While the incandescent light bulb has been in use for well over 100 years, their efficiency of converting electrical into light energy is quite low. Lighting consumes well over 20% of the electricity used in the U.S. By converting from incandescent to LED bulbs, tremendous savings will be realized for the home consumer.
LED lighting is becoming a larger part of the market as their price drops. LED is not only much more efficient than other more common lighting, but they last longer and can be used in locations that are inaccessible or difficult to reach. They are replacing lighting in automobiles, where quite often they last longer than the vehicle itself.

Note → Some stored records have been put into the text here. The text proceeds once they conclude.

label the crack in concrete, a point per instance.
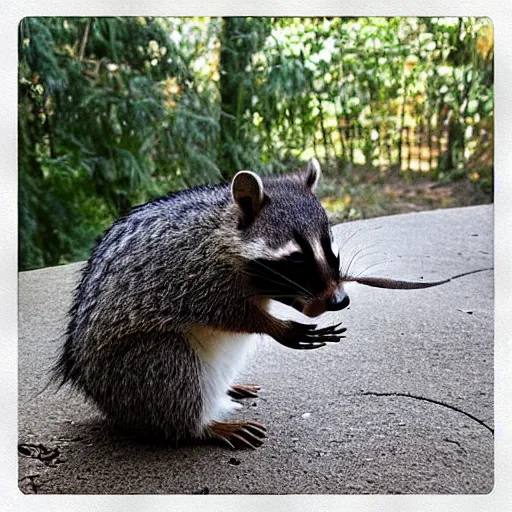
(432, 401)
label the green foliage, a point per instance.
(115, 111)
(99, 128)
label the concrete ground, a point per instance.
(403, 405)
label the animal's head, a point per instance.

An important factor is the decreasing cost that LED lighting affords compared with incandescent and compact fluorescent bulbs. Over a 20 year period of time, LED lighting for a single light fixture costs consumers approximately $40 while incandescent bulbs are $270, taking into account the cost of bulbs and electricity.
Related Courses found in the B.S. in Photonic Science and Engineering Program at UCF:
This course introduces students to solid-state electronic devices. Students will learn about energy band diagrams, device physics and models of PN junctions, bipolar transistors, MOS structures, MOS field effect transistors, and other devices.
This class consists of analysis of optical systems consisting of lenses, mirrors, and apertures. Image plane, principal planes, and entrance and exit pupils. Magnification, field of view, F-number, image-plane irradiance. Assessment of image quality resulting from diffraction and geometrical and chromatic aberrations, using optical design software. Analysis and design of photonic systems including systems consisting of waveguides and integrated-optic components. Fidelity and noise in optical systems. Numerical simulation using photonic design software.
The course includes a description of the interaction of light with semiconductor materials in a p-n junction configuration, the phenomena of absorption, electroluminescence, and stimulated emission. The distinction between direct and indirect compound semiconductors materials is noted. Includes photodiodes, light emitting diodes (LEDs), semiconductor optical amplifiers, and laser diodes. Array detectors, including complementary metal-oxide-semiconductor (CMOS) and charge-coupled devices (CCD) arrays, and array LEDs are included. Basic specifications and applications of each of these devices are described, including solar cells, imaging with array detectors, and LED displays.